GI Radiology > Small Bowel > Neoplasms > GIST

Neoplasms

Gastrointestinal Stromal Tumor (GIST)

Clinical

GIST are primary gastrointestinal tumors of mesenchymal origin that develop in the muscular layer of the intestinal wall.  GIST encompasses several tumors of varying differentiation, incuding leiomyomas and leiomyosarcomas. These tumors comprise less than 3% of primary GI neaplasms and ~10-15% of small bowel malignancies. The small bowel is the most common site for GIST. Size can range from a few millimeters to greater than 30-40 centimeters.  Large GIST often outgrow their blood supply, leading to necrosis and hemorrhage. GIST vary widely in their malignant potential, and size is a poor predictor of malignant potential.  Instead, malignancy is based on histological findings (number of mitoses per HPF) and metastasis. The tumors usually spread through local growth, with metastases usually involving the liver and/or peritoneum.  Local recurrence after surgical excision is extremely common for both benign and malignant neoplasms. Local growth can occur exophytically or intraluminally.  Intraluminal growth usually preserves the mucosal layer of the intestine, unless tumor necrosis causes ulceration.

Signs and symptoms are variable.  Large local growth can lead to abdominal masses, abdominal pain, and intestinal obstruction.  The predisposition to necrosis and hemorrhage can lead to GI bleeding and perforation. Treatment has historically been surgical excision, with leiomyosarcomas carrying a 30% 5-year survival rate.
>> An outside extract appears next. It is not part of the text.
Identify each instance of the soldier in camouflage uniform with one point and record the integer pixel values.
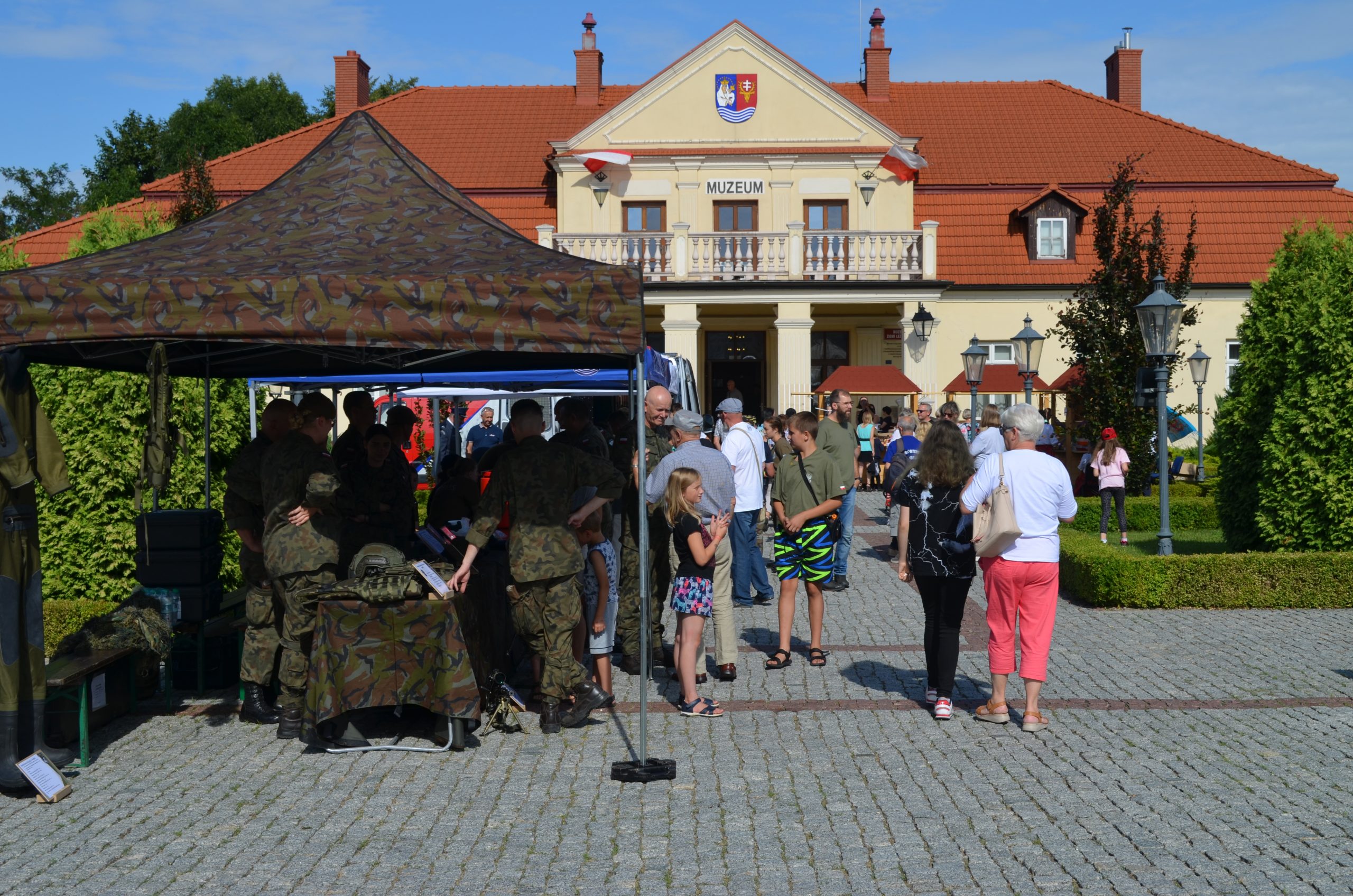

Leiomyoma.  Gross pathology demonstrates a well-circumscribed homogeneous mass protruding into the mucosa of the small intestine.

Radiological

Plain films are often normal in GIST, but may demonstrate an obstructive pattern or perforation. Fluoroscopy will demonstrate a filling defect.  The angles at the margins of GIST are usually obtuse, evincing the intramural nature of the tumor.  The mucosa is preserved unless ulceration occurs.  In such cases, the lesion may take on a bull’s-eye appearance, with contrast filling the necrotic tumor cavity.

Leiomyoma.  Enteroclysis demonstrates a solitary filling defect in the jejunum (red arrow).  Note the obtuse angle of the margins, suggesting the intramural location of the mass.